While adult Charlie is exploring all these memories from his childhood, Alex badgers Shahir (Huse Madhavji) into doing a risky procedure deep-brain stimulation to attempt to wake Charlie for good this time. Dr. Hamza begins a long process of stimulating various parts of his brain – to no avail. When it reaches the point of being too dangerous for Charlie to continue reciving the brain stimulation, Dr. Hamza tells Alex that he is going to stop. Here is where Joel does his good deed for the week when, after Alex accepts his decision and gives up, Joel convinces her to keep figihting for Charlie – regardless of the danger [possibly relevant to note that this conversation happens while the two are sitting in the same location as Joel’s attempted confession to her a few episodes back].
Fortunately, on the other side, Charlie agrees – and is willing to take the risk to make himself wake up.

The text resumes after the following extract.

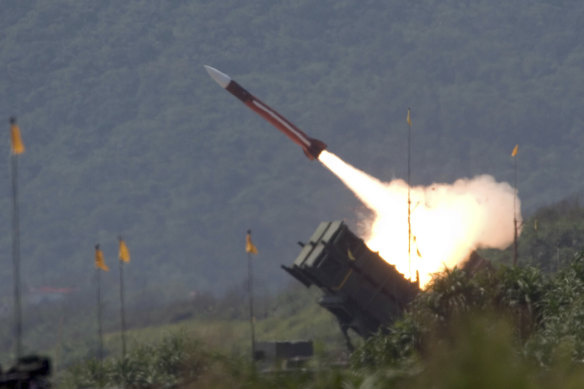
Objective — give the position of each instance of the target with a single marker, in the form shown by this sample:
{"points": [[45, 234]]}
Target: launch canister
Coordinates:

The episode gets very tense for a few moments as it looks as though Charlie is going to accept death [which comes in the form of Joel’s previous patient Jimmy, the cop who committed suicide in “Heartsick“]. Thankfully, at the very end of the episode, Charlie finally does wake up. Tune in next week to see where we’re going to go from here. Last one of the season, you guys! I don’t know if you’re as sad as I am, but I’m already anticipating the next season – and really hoping that a U.S. network is willing to pick up the slack NBC is leaving behind.
-Without giving too much away for those who have yet to see next week’s promotional trailer, suffice it to say that we’re not out of the woods just yet with Charlie and Alex’s situation. As it’s a season finale, it’s a safe bet to say there’s going to be some major change or upheaval that’s going to occur – which has me simultaneously anxious and excited.
-Surely Joel quitting is temporary, just for the finale, and he’ll be back next season….
-Have to say that I am surprised that Tom Reycraft doesn’t have a larger feature in the episodes now that he’s Chief Res – though I suppose it’s more to do with time constraints and lack of storyline for him than anything else. Hey, at least there’s going to be another season!
-Speaking of new seasons, I guess the U.S. is going to have to do some network-hopping (I hope) so that someone will run Saving Hope here in the U.S. I think NBC has made it pretty clear that they’re not going to renew it as they went from giving the last two episodes Saturday night “burner” timeslots to removing them from the line-up completely. It’s definitely a shame – and don’t even get us started on how upset we are about this – but it seems that’s something of a SOP for NBC shows that aren’t organically produced through NBC’s system.